Turkey is consuming an increasing amount of gas and there are concerns that Russia may not be able to meet their energy needs
President Recep Tayyip Erdogan greets crowds after winning elections (AFP)

Half of the gas from Israel’s largest offshore field will be exported to Turkey over the next few decades, the leader of a top Turkish energy company forecasted on Tuesday.

“In terms of the eastern Mediterranean gas, the Turkish-Israeli friendship is based on long-lasting history,” Turcas Petrol CEO Bato Aksoy reportedly told members of the Energy Journalists and Media Association in Ankara on Tuesday.

Aksoy’s comments come as relations between Israel and Turkey, which broke down after an Israeli attack on the Gaza-bound Turkish ship Mavi Marmara in May 2010, look poised to be re-established.

One topic reportedly on the agenda at a series of secret recent meetings between top level Turkish and Israeli officials in Switzerland was gas. And while energy concerns are not the only motivation behind the detente, some might say the timing for a natural gas deal between the two countries could not be better.

Turkey’s top two gas suppliers – which together account for the majority of Turkish gas imports - are Russia and Iran, both countries with which Turkey currently has tense relations.

Meanwhile, Turkish demand for gas is growing between 6 and 7 percent annually, said Galip Dalay, a research director at Al Sharq Forum and senior associate fellow on Turkey and Kurdish Affairs at Al Jazeera Center for Studies. 

“There are not major expectations that Russia will cut the gas,” Dalay told Middle East Eye.
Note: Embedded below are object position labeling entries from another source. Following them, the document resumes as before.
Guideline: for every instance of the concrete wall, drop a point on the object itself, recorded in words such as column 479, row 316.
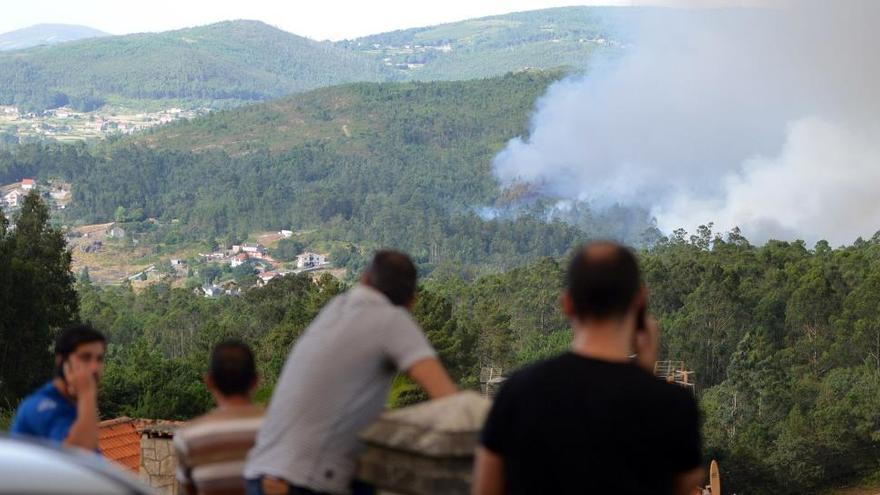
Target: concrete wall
column 159, row 464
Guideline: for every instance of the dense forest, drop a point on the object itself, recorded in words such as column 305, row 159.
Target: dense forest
column 784, row 341
column 406, row 165
column 216, row 65
column 237, row 62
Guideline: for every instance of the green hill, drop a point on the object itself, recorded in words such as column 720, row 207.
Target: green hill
column 237, row 62
column 46, row 34
column 216, row 65
column 370, row 164
column 490, row 46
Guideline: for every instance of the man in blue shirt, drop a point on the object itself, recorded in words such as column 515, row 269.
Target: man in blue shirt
column 65, row 410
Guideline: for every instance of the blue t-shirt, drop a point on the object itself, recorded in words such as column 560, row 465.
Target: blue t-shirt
column 44, row 414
However, there is fear is that Russia is unlikely to deliver on Turkey’s increasing needs, he said.

For Israel, Turkey represents a potential long term customer less than a week after Prime Minister Benjamin Netanyahu, following a nearly year-long antitrust battle, gave the go ahead for US and Israeli companies to develop the country’s largest gas field – and months after Egypt, a would-be Israeli gas importer, discovered its largest ever reserves.

According to Globes, an Israeli financial daily, the owners of the US-based Noble Energy and Israel’s Delek Group which own the rights to Leviathan, named after a whale-like creature mentioned in the Bible, have been negotiating Israeli gas exports with Turkey’s Turcas and Zorlu Petrogas Petrol Gaz for months.

Turcas’ board member Matthew Bryza reportedly told Globes that Turkey would buy Israeli gas for a lower rate than other suppliers, but at a higher price than Egypt was ready to pay Israel.

Aksoy, Turcas’ CEO, told Globes that Israeli gas could help Turkey become an energy hub.

But after protests from Jordanians, Egyptians and Palestinians over Israeli gas sales to their countries in recent years – deals that the US State Department has actively encouraged as a way to secure lasting peace in the eastern Mediterranean - would the Turkish public accept such a deal?

Despite diplomatic relations at a low in recent years, Dalay points out that trade between the two countries has increased with Turkey serving as a major tourist destinations for Israelis.

“So it is not something alien to the Turkish public – relations with Israel,” he said. “The public will care more about what is the nature of what Turkey is getting in return than why Turkey is doing it in the first place.”